In a vivid reminder of the need to secure data in the cloud, researchers at UpGuard recently came across more than 1.8 million Chicago voters’ personal information exposed online in a misconfigured Amazon S3 bucket belonging to voting machine company Election Systems & Software (ES&S). The publicly downloadable data, which was discovered on August 11 by UpGuard director of strategy Jon Hendren, included voters’ names, birthdates, addresses, phone numbers, driver’s license numbers and the last four digits of Social Security numbers. The data was put together by ES&S for the Chicago Board of Election Commissioners prior to the 2016 election. Since Chicago only had 1.5 million active voters in November 2016, the data appears to cover all of Chicago’s voters, both active and inactive. This is part of a larger trend — other recent breaches linked to misconfigured Amazon servers have exposed 14 million Verizon customers’ data, more than 3 million WWE fan’s personal information, 4 million Dow Jones customers’ personal data, over 60,000 sensitive Pentagon files, and approximately 48,000 Indian citizens’ personal data.

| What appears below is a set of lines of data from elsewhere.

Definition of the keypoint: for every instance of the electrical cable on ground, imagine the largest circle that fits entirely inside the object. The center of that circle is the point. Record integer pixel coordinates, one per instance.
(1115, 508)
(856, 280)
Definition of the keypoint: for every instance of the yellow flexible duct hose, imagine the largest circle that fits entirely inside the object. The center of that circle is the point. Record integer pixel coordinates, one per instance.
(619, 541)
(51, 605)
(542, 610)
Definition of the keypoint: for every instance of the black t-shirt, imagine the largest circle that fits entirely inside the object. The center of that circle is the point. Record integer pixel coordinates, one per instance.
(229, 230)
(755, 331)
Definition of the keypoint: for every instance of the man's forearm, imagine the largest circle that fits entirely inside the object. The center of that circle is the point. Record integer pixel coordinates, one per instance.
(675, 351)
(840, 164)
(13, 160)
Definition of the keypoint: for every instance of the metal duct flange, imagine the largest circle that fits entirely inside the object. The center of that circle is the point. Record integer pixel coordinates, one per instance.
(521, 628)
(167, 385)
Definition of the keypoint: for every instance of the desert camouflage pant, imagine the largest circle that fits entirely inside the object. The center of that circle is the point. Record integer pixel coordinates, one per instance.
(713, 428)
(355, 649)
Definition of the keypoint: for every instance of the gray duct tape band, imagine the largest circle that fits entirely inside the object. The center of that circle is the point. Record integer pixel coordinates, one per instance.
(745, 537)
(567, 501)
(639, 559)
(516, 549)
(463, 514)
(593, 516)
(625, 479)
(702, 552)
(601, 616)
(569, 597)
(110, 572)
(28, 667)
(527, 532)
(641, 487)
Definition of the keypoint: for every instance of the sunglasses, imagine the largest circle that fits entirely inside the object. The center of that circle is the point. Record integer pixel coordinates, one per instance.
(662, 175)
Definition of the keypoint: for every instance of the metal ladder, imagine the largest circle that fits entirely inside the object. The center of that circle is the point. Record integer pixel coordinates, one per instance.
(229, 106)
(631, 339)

“In the case of this breach, as well as others, this data was only exposed because the Amazon S3 bucket in question was configured to allow public access, permitting anyone accessing the repository’s URL to download its content,” UpGuard cyber resilience analyst Dan O’Sullivan noted in a blog post.
“AWS default settings are built to ensure that only authorized employees are able to access this data,” O’Sullivan added. “Should this access configuration be changed, the IT enterprise in question must have processes in place to ensure such exposures are caught and remediated.”
In a statement, ES&S said the data was secured the day after it was discovered, soon after UpGuard notified state and local officials. “ES&S also launched a full investigation, with the assistance of a third-party firm, to perform thorough forensic analyses of the AWS server,” the company added.